Users, meanwhile, ask vague questions because humans perceive AI to be ‘all-knowing’ and smart. The model answers anyway with a river of plausible answers that overwhelms the user.
This was the moment where my traditional product design instincts failed. The problem was no longer how information was displayed or finding a call to action. It was how the system behaved when it didn’t fully know how to respond.
I had to design for the AI to ask clarifying questions. To defer. To escalate. Because the ramifications aren’t about a bad user experience, it implies legal exposure, reputational damage, and real harm.
So the design questions changed:
When should the AI refuse to answer?
When should it escalate to a human?
What threshold is acceptable?
How does trust persist without false confidence?
There was no design-thinking workshop for this. No empathy map exercise prepared me for designing how an AI reasons with a human.
I learned by doing and having a lot of conversations with the Machine Learning engineers.
Predictive and Analytical Systems: Where It Got Harder
Predictive analytics introduced a different kind of tension. Numbers imply precision. Uncertainty reads as weakness.
Here, transparency became contentious. Business stakeholders worried that exposing confidence scores would undermine credibility. ML engineers argued the opposite, that transparency protects it. Domain experts, particularly in oncology, were skeptical of both. Years of lived experience outweighed any black-box output.
All three perspectives were valid. None resolved the problem.
This is where traditional product design truly stopped being enough for me.
Wireframes aren’t useful anymore for what I needed, but diagrams were. The double diamond was not the framework. The work shifted to system-level questions: confidence thresholds, hallucination risk, human-in-the-loop requirements, escalation paths, refusal behaviors, and accountability. Static Figma screens to user test aren’t enough anymore, because it tests the wrong thing once AI becomes part of system behavior.
My role became less about shaping intuitive screens and more about stewarding behaviors between an AI and a human. I need to calibrate trust over time, adapting the experience as models mature, and ensuring that human judgment is never displaced by artificial confidence.
Figma, design systems, and collaboration with PMs still matter.

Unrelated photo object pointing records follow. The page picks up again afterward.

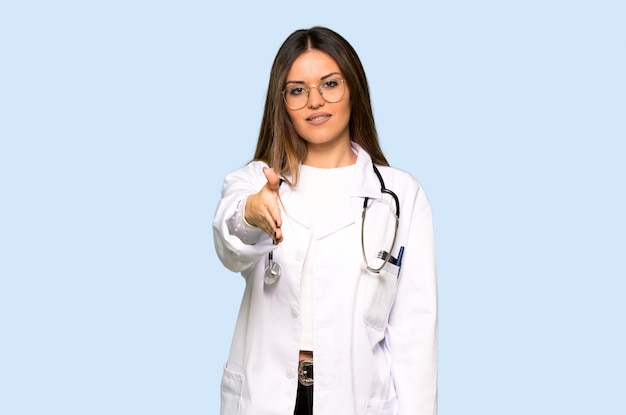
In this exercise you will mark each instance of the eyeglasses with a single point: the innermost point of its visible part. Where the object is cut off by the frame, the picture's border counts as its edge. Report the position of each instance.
(331, 90)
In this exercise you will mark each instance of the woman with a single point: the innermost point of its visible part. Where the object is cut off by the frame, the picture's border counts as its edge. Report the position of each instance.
(326, 287)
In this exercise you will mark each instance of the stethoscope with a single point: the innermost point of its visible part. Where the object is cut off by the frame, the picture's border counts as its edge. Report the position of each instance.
(273, 270)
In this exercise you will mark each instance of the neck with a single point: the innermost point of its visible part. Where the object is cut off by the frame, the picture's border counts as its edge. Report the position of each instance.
(329, 158)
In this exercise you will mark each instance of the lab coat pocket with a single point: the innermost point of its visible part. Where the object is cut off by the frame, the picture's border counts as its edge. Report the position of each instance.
(380, 407)
(232, 385)
(381, 293)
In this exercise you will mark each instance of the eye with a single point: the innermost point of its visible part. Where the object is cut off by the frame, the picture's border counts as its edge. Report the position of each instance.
(331, 83)
(296, 90)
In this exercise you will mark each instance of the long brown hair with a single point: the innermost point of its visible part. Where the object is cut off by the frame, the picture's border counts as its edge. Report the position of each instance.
(279, 145)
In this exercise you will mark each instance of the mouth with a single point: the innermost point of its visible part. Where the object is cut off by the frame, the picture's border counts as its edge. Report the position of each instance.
(318, 117)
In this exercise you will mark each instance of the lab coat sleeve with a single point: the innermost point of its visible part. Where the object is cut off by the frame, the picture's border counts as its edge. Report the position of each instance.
(412, 328)
(239, 247)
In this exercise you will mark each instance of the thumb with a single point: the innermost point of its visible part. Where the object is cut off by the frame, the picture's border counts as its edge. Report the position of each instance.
(272, 178)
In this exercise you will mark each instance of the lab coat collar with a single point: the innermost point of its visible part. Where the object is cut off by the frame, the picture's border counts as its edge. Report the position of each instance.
(364, 184)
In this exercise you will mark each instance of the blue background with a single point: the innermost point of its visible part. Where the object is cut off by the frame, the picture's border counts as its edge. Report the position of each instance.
(120, 119)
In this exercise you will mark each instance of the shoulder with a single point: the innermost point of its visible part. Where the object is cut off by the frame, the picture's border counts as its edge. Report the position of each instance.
(408, 189)
(249, 174)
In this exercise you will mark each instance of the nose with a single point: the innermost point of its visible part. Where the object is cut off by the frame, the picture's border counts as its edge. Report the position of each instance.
(315, 98)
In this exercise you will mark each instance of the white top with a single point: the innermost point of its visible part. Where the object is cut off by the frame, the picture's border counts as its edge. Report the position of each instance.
(322, 189)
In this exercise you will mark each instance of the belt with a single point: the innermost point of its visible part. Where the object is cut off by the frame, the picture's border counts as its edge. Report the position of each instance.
(305, 372)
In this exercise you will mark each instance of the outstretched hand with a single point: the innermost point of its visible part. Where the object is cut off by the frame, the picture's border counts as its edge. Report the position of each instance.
(263, 210)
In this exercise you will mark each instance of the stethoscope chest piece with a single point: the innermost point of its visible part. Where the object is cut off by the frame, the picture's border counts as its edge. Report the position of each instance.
(272, 271)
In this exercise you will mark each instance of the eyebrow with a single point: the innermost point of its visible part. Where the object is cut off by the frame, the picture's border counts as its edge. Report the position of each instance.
(321, 79)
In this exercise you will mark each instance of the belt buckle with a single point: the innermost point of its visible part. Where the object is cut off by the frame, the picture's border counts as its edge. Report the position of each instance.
(305, 372)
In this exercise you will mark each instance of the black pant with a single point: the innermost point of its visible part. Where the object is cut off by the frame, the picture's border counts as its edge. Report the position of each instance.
(304, 400)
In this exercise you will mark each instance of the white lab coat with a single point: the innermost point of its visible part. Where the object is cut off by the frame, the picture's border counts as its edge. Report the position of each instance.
(375, 335)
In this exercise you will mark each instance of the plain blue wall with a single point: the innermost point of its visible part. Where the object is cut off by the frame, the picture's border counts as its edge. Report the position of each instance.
(119, 120)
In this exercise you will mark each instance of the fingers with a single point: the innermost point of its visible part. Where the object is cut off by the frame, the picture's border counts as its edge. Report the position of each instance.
(263, 210)
(273, 181)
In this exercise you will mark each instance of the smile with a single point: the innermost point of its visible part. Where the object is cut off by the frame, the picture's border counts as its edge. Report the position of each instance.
(318, 118)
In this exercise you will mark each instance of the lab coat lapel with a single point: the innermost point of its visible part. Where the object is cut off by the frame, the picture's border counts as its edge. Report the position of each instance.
(364, 184)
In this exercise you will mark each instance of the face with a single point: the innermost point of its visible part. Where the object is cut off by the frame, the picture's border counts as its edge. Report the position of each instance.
(320, 123)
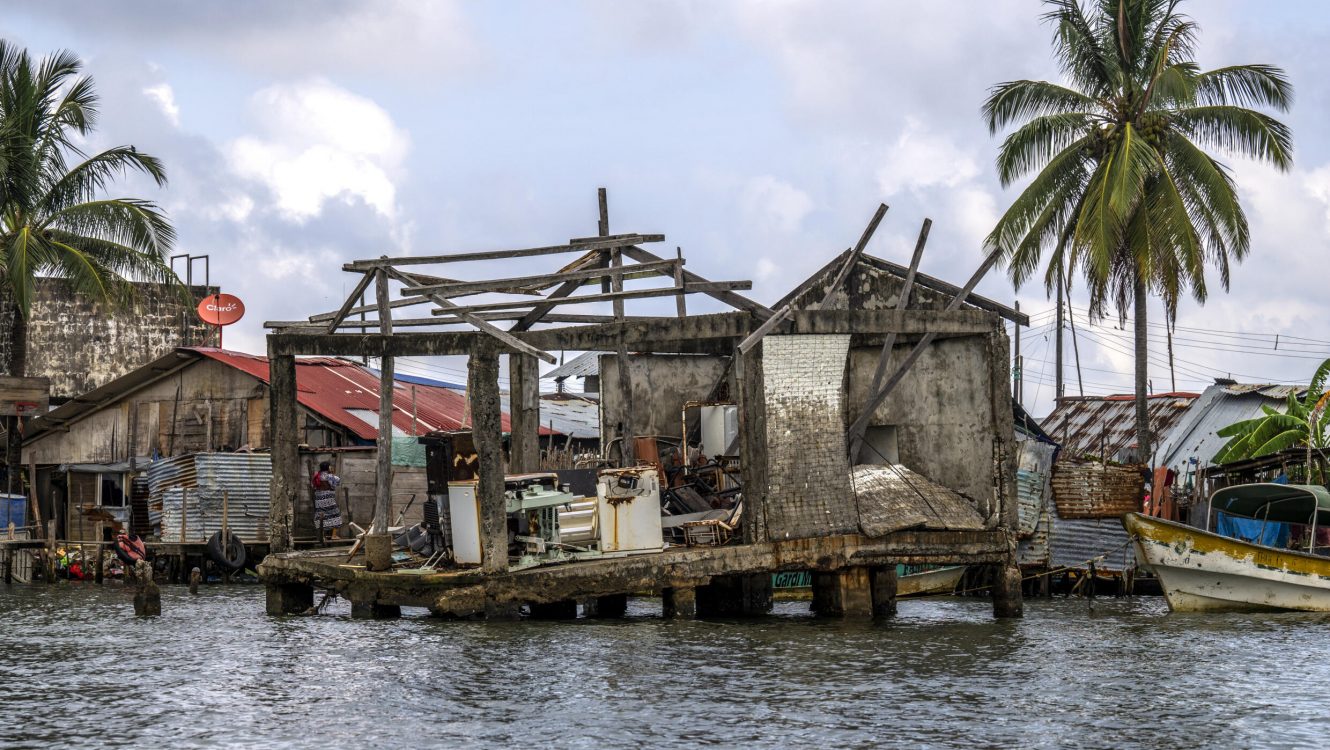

But they no longer sit at the center of my decision-making. They support the work, but they don’t define it.
How I’m Designing Now & What Changed for Me
User problems and having empathy still matter. But in AI products, the problem is no longer just task completion and intuitive screens to navigate.
What becomes important now is how humans interpret, trust, and act on the AI’s answers that might/might not be probabilistic, which affects user testing. Because once an AI output becomes probabilistic, static Figma mocks used for testing stop being honest. We will need live behavior to see how trust actually forms, or breaks. Therefore, we would require and prefer a low-code prototype.
The product I’m designing for is the relationship between uncertainty, authority, and decision-making. I also now expanded my engineering knowledge, now it’s more on ML terms and principles, than how my design is built on React.
As AI systems became less deterministic, my work shifted away from polishing interfaces and toward making system behavior legible. Diagrams replaced wireframes early on because the AI’s behavior and reasoning had to be agreed on before it appeared on an interface.
Reading research papers becomes part of my practice, this stopped being optional once design decisions could violate system safety. Understanding model limits became part of my design responsibility.
This is the work I choose to do now. I’m comfortable leaving parts of traditional product design behind to do it well.